Keep quantization enabled during calibration by kylesayrs · Pull Request #1299 · vllm-project/llm-compressor

kylesayrs · 2025-03-29T15:12:47Z

Purpose

Revert the behavior regression introduced as a result of SQ and QM: Remove torch.cuda.empty_cache, use calibration_forward_context #1114
When calibrating a model using the QuantizationModifier, quantization should be enabled when calibrating

Changes

Remove "disabling quantization" from the calibration forward pass
Add "disabling quantization" to the sequential pipelines in order to continue to disable quantization during calibration for GPTQ and SGPT
- When calibration pipelines become shared between modifiers, the decision of whether to disabling quantization during calibration will have to be moved to the calibration pipelines themselves. Some work needs to be done to demonstrate that GPTQ and SGPT do not suffer accuracy regression from enabling activation quantization during calibration (in theory, the change should increase accuracy)

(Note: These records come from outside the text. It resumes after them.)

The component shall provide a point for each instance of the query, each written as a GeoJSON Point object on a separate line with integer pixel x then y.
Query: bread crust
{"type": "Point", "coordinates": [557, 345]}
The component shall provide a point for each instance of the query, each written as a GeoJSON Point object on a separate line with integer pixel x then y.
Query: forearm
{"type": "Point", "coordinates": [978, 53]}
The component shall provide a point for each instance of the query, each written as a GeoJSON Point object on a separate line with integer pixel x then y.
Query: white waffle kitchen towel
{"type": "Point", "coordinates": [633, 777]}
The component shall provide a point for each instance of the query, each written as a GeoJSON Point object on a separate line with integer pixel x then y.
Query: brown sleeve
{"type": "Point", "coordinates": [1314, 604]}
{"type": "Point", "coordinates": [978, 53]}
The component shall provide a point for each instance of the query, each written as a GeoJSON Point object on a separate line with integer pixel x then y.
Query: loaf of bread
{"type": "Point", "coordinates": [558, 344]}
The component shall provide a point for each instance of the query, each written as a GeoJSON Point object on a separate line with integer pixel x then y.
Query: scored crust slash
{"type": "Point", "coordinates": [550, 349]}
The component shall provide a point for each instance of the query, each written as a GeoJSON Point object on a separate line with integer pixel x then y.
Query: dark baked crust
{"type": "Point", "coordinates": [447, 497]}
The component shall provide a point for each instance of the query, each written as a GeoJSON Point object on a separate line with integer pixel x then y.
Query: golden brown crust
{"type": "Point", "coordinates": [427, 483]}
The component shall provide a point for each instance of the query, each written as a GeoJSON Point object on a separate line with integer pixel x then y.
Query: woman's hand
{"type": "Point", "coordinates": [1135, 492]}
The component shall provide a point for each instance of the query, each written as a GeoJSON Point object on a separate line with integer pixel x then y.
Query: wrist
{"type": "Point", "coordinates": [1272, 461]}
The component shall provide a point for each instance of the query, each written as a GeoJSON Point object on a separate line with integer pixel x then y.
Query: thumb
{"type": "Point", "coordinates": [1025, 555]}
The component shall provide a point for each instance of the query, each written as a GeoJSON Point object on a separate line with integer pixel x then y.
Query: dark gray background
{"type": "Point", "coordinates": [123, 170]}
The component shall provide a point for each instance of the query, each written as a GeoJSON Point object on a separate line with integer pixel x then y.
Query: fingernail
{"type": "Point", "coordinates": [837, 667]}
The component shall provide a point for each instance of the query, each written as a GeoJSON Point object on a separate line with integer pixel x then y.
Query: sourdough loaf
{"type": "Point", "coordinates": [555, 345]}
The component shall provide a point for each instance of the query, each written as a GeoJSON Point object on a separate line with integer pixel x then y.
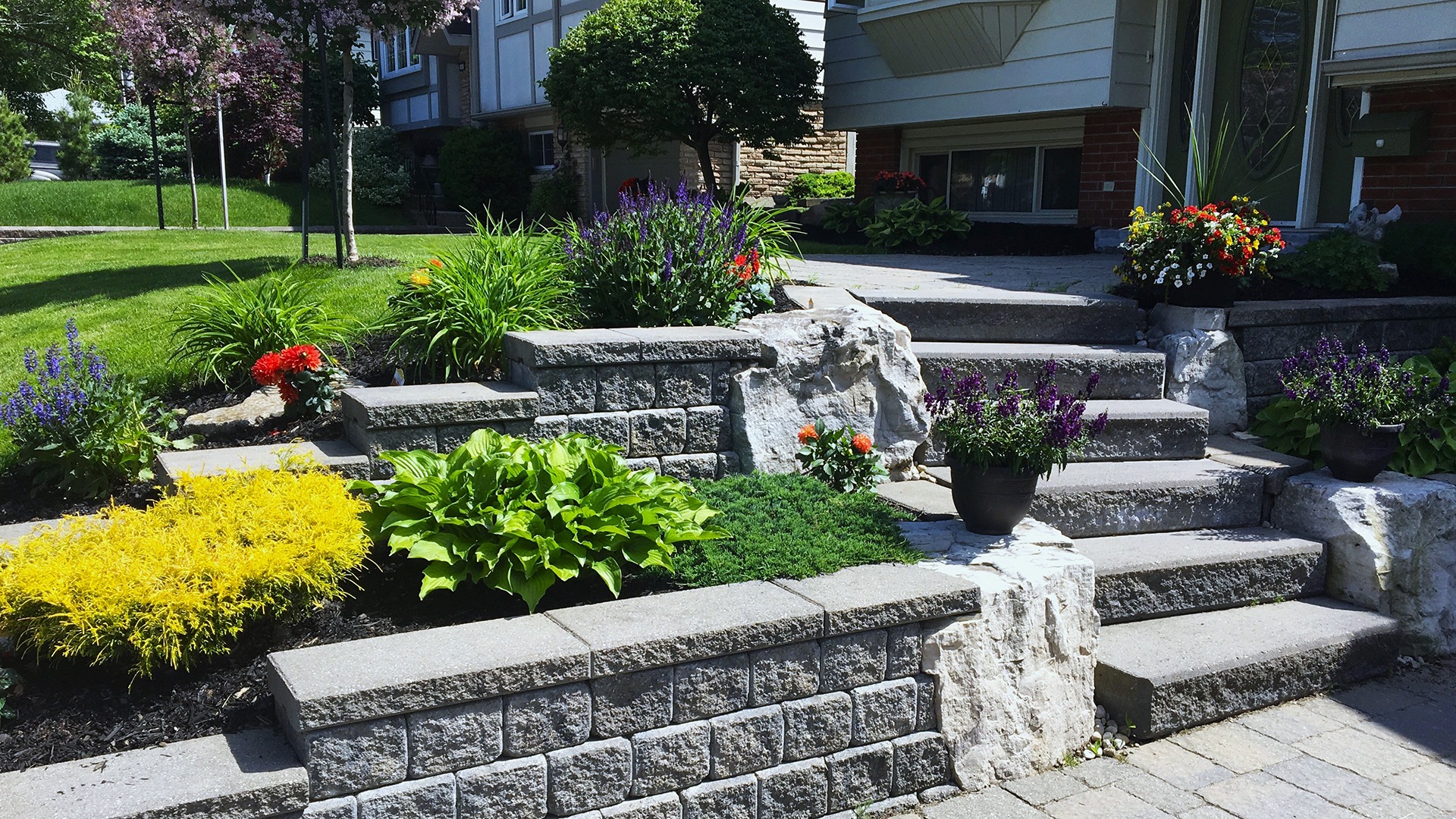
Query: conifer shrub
{"type": "Point", "coordinates": [175, 585]}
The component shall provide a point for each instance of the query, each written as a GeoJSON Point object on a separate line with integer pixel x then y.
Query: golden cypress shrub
{"type": "Point", "coordinates": [178, 582]}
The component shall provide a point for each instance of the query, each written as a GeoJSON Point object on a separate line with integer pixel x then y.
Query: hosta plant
{"type": "Point", "coordinates": [522, 516]}
{"type": "Point", "coordinates": [842, 458]}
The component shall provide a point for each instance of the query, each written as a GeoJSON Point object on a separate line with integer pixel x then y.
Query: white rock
{"type": "Point", "coordinates": [845, 365]}
{"type": "Point", "coordinates": [1392, 548]}
{"type": "Point", "coordinates": [1015, 681]}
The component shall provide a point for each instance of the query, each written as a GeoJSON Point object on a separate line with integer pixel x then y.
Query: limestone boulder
{"type": "Point", "coordinates": [843, 365]}
{"type": "Point", "coordinates": [1015, 682]}
{"type": "Point", "coordinates": [1392, 548]}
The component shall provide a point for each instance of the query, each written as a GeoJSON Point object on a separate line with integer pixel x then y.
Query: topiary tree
{"type": "Point", "coordinates": [15, 155]}
{"type": "Point", "coordinates": [637, 74]}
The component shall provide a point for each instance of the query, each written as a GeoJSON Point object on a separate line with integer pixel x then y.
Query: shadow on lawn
{"type": "Point", "coordinates": [127, 281]}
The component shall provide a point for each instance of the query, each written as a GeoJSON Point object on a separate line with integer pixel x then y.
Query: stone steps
{"type": "Point", "coordinates": [1128, 372]}
{"type": "Point", "coordinates": [1175, 672]}
{"type": "Point", "coordinates": [1172, 573]}
{"type": "Point", "coordinates": [1150, 428]}
{"type": "Point", "coordinates": [1006, 316]}
{"type": "Point", "coordinates": [1131, 497]}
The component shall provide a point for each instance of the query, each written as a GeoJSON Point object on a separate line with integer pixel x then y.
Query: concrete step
{"type": "Point", "coordinates": [1131, 497]}
{"type": "Point", "coordinates": [1147, 430]}
{"type": "Point", "coordinates": [1126, 372]}
{"type": "Point", "coordinates": [1177, 672]}
{"type": "Point", "coordinates": [1003, 315]}
{"type": "Point", "coordinates": [1172, 573]}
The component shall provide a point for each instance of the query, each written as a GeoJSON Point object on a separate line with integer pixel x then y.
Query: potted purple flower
{"type": "Point", "coordinates": [1362, 404]}
{"type": "Point", "coordinates": [1001, 439]}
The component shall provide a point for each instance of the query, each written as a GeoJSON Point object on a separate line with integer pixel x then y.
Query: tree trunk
{"type": "Point", "coordinates": [347, 156]}
{"type": "Point", "coordinates": [705, 161]}
{"type": "Point", "coordinates": [191, 171]}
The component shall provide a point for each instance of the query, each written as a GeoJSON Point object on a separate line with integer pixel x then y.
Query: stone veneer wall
{"type": "Point", "coordinates": [1272, 331]}
{"type": "Point", "coordinates": [661, 394]}
{"type": "Point", "coordinates": [792, 698]}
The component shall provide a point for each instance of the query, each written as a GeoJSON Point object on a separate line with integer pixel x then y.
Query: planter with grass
{"type": "Point", "coordinates": [1001, 438]}
{"type": "Point", "coordinates": [1362, 403]}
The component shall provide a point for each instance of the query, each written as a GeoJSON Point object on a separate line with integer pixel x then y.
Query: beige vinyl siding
{"type": "Point", "coordinates": [1391, 28]}
{"type": "Point", "coordinates": [1063, 61]}
{"type": "Point", "coordinates": [1131, 53]}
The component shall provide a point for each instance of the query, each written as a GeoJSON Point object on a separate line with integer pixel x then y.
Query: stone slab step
{"type": "Point", "coordinates": [1131, 497]}
{"type": "Point", "coordinates": [1126, 371]}
{"type": "Point", "coordinates": [1003, 315]}
{"type": "Point", "coordinates": [337, 455]}
{"type": "Point", "coordinates": [1142, 430]}
{"type": "Point", "coordinates": [1172, 573]}
{"type": "Point", "coordinates": [1177, 672]}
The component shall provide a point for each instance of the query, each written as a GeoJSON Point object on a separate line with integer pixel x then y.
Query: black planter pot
{"type": "Point", "coordinates": [1356, 457]}
{"type": "Point", "coordinates": [990, 502]}
{"type": "Point", "coordinates": [1213, 290]}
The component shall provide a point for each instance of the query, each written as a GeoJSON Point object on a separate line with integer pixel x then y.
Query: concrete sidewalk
{"type": "Point", "coordinates": [1385, 749]}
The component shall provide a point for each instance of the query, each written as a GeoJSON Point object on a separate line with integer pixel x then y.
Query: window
{"type": "Point", "coordinates": [544, 149]}
{"type": "Point", "coordinates": [398, 55]}
{"type": "Point", "coordinates": [1014, 180]}
{"type": "Point", "coordinates": [511, 9]}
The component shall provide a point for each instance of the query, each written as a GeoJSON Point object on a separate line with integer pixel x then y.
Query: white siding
{"type": "Point", "coordinates": [1063, 61]}
{"type": "Point", "coordinates": [1391, 28]}
{"type": "Point", "coordinates": [516, 71]}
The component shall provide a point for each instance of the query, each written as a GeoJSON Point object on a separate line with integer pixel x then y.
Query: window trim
{"type": "Point", "coordinates": [1037, 213]}
{"type": "Point", "coordinates": [552, 142]}
{"type": "Point", "coordinates": [389, 55]}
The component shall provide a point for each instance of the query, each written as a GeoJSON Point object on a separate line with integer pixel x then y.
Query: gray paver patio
{"type": "Point", "coordinates": [1082, 276]}
{"type": "Point", "coordinates": [1385, 749]}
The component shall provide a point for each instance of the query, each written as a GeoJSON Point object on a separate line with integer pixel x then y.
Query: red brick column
{"type": "Point", "coordinates": [1423, 186]}
{"type": "Point", "coordinates": [1109, 155]}
{"type": "Point", "coordinates": [875, 150]}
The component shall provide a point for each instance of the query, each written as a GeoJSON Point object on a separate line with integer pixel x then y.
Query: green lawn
{"type": "Point", "coordinates": [127, 203]}
{"type": "Point", "coordinates": [123, 289]}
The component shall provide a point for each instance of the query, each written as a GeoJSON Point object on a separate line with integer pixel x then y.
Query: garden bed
{"type": "Point", "coordinates": [71, 711]}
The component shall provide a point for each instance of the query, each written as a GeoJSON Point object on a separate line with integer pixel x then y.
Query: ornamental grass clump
{"type": "Point", "coordinates": [79, 428]}
{"type": "Point", "coordinates": [674, 259]}
{"type": "Point", "coordinates": [175, 585]}
{"type": "Point", "coordinates": [1366, 390]}
{"type": "Point", "coordinates": [1028, 430]}
{"type": "Point", "coordinates": [522, 516]}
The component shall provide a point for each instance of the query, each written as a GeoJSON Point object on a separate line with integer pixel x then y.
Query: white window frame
{"type": "Point", "coordinates": [1036, 213]}
{"type": "Point", "coordinates": [551, 137]}
{"type": "Point", "coordinates": [507, 11]}
{"type": "Point", "coordinates": [395, 46]}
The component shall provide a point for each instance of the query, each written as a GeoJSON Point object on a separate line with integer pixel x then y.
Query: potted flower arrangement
{"type": "Point", "coordinates": [1362, 404]}
{"type": "Point", "coordinates": [894, 188]}
{"type": "Point", "coordinates": [1002, 438]}
{"type": "Point", "coordinates": [1199, 256]}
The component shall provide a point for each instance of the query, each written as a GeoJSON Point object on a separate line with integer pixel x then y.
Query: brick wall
{"type": "Point", "coordinates": [875, 150]}
{"type": "Point", "coordinates": [1109, 155]}
{"type": "Point", "coordinates": [1423, 186]}
{"type": "Point", "coordinates": [769, 172]}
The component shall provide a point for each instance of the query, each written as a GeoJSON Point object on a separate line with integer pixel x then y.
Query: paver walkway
{"type": "Point", "coordinates": [1385, 749]}
{"type": "Point", "coordinates": [1082, 276]}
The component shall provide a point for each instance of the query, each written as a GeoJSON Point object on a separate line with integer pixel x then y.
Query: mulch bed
{"type": "Point", "coordinates": [72, 711]}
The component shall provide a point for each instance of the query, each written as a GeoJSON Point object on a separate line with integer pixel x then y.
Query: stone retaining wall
{"type": "Point", "coordinates": [661, 394]}
{"type": "Point", "coordinates": [1272, 331]}
{"type": "Point", "coordinates": [792, 698]}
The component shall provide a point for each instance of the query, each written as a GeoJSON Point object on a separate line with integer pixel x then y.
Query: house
{"type": "Point", "coordinates": [1031, 110]}
{"type": "Point", "coordinates": [487, 72]}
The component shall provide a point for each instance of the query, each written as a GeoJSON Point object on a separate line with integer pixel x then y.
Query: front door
{"type": "Point", "coordinates": [1261, 91]}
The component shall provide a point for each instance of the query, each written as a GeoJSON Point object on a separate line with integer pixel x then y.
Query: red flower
{"type": "Point", "coordinates": [300, 357]}
{"type": "Point", "coordinates": [268, 369]}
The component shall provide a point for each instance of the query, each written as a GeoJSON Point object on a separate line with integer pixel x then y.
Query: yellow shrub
{"type": "Point", "coordinates": [178, 582]}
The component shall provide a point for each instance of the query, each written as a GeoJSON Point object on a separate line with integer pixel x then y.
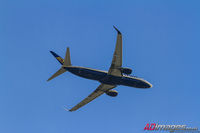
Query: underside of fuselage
{"type": "Point", "coordinates": [104, 77]}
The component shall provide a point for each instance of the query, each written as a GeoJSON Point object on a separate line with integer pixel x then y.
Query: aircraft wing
{"type": "Point", "coordinates": [117, 56]}
{"type": "Point", "coordinates": [99, 91]}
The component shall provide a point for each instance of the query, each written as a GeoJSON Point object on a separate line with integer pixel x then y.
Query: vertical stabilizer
{"type": "Point", "coordinates": [67, 60]}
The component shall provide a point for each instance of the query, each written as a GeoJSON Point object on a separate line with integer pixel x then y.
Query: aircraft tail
{"type": "Point", "coordinates": [64, 62]}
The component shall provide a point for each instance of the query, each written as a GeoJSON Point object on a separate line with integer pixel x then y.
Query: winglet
{"type": "Point", "coordinates": [117, 30]}
{"type": "Point", "coordinates": [66, 109]}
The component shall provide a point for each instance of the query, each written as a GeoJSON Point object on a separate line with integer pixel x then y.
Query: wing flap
{"type": "Point", "coordinates": [99, 91]}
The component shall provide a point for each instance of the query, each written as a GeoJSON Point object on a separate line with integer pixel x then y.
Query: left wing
{"type": "Point", "coordinates": [117, 56]}
{"type": "Point", "coordinates": [99, 91]}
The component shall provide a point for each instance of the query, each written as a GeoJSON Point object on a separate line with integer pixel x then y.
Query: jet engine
{"type": "Point", "coordinates": [112, 93]}
{"type": "Point", "coordinates": [126, 70]}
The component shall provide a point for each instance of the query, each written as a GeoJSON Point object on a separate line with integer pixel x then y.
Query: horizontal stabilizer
{"type": "Point", "coordinates": [60, 71]}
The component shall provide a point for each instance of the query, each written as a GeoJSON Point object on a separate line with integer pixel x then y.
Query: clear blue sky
{"type": "Point", "coordinates": [161, 43]}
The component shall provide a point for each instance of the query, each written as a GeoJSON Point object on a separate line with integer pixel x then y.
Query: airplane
{"type": "Point", "coordinates": [116, 75]}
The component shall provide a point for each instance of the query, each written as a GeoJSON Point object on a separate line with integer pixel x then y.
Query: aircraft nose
{"type": "Point", "coordinates": [148, 85]}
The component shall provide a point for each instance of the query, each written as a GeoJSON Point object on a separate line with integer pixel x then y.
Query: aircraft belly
{"type": "Point", "coordinates": [86, 73]}
{"type": "Point", "coordinates": [137, 83]}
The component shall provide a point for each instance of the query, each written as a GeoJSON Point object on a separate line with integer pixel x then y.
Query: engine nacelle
{"type": "Point", "coordinates": [126, 70]}
{"type": "Point", "coordinates": [112, 93]}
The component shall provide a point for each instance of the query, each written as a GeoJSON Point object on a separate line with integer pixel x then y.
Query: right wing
{"type": "Point", "coordinates": [99, 91]}
{"type": "Point", "coordinates": [117, 56]}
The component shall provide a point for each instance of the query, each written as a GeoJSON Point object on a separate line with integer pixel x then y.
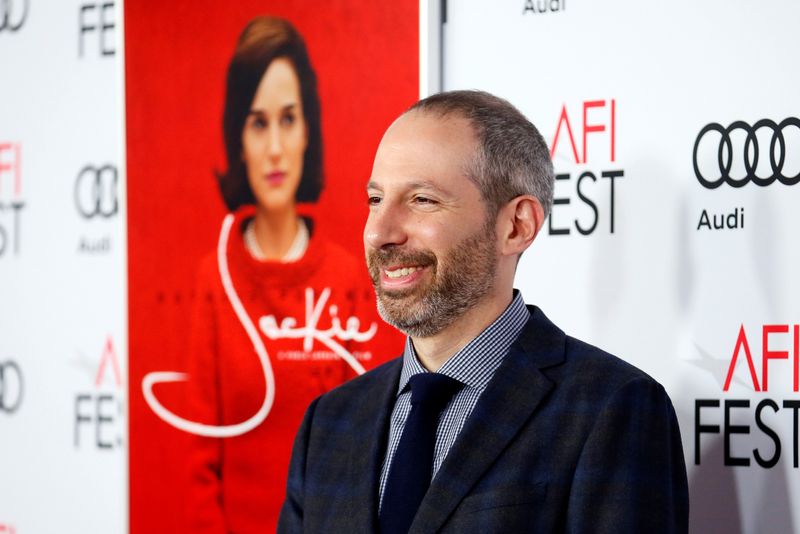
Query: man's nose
{"type": "Point", "coordinates": [386, 225]}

Signed-off-by: Kyle Sayers <kylesayrs@gmail.com>

github-actions · 2025-03-29T15:12:57Z

👋 Hi! Thank you for contributing to llm-compressor. Please add the ready label when the PR is ready for review.

Note: This is required to complete the testing suite, please only add the label once the PR is code complete and local testing has been performed.

dsikka

Thanks, we should get this in for the next release.

Signed-off-by: Kyle Sayers <kylesayrs@gmail.com>

markurtz · 2025-03-31T17:01:16Z

If this fixes for release, that's great, but for the future, I think I'm missing some underlying assumptions here on why this is needed. I'm worried about general fragility for these and clarity of the code overall. Why do we need to disable completely and the modifiers aren't handling that logic properly?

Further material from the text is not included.